What is this?

Scriptivism is taken from the real words Descriptivism and Prescriptivism. Mehscriptivism is another made-up word which just means you fall in the middle of those two ends of the spectrum.

Please keep in mind: This website is a Web Interface experiment (I am a web developer, not an English professor). Its content is not intended to be taken seriously.

Types of Scriptivists

Prescriptivists strictly adhere to the rules of a language, using those rules to be specific and unambiguous. Often, this demands a wide, niché vocabulary as they usually avoid "slang".

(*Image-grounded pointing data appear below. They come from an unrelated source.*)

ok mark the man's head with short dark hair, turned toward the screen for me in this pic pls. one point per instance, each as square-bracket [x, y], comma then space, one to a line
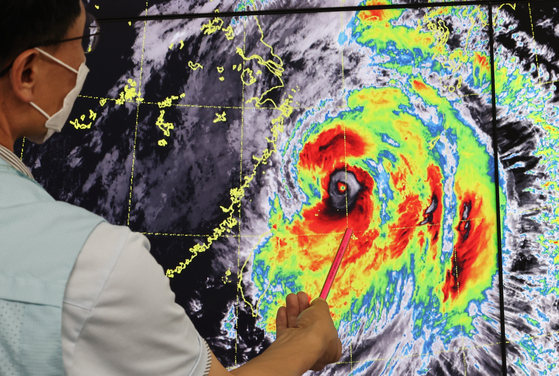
[33, 76]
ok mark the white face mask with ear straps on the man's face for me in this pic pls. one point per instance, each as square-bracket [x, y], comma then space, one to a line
[56, 122]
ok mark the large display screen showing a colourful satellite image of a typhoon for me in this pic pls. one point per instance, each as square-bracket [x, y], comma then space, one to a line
[244, 137]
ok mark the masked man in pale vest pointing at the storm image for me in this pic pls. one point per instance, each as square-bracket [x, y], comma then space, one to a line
[77, 295]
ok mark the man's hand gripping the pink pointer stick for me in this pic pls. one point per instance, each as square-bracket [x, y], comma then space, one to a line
[314, 319]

Mehscriptivists don't care too much about following the rules. They do what makes sense to them, and it works most of the time. They use language in ways that falls equally on both sides of the spectrum.

Descriptivists use language more loosely, relying on context and social interaction for the dynamic meaning of words and phrases, sometimes directly violating "the rules." They invent new words and phrases frequently.

Which is better?

Language stays useful when it evolves with new technology, new concepts, and unique art. A healthy language requires both those who invent new words and phrases and those who bring order to them. Most people do a little of both.

One may think that Descriptivists are just wrong. For instance, when someone uses the word "ginormous", a Prescriptivist might call that "slang" and point out that it's a combination of gigantic and enormous. But everyone knows what a person means when they say "ginormous". "Anyways" isn't technically correct, but people use it instead of "anyway", anyway. That makes "Anyways" a Descriptivist word and "Anyway" a Prescriptivist word.

The choice for each word/phrase is binary: either it's Prescriptivist or Descriptivist. But a person using language naturally will always use a mix of words and phrases, and therefore will always fall on a spectrum. I'd argue no one will ever say "To go boldly where no man has gone before" unless they are referring to the technical incorrectness of the original phrase.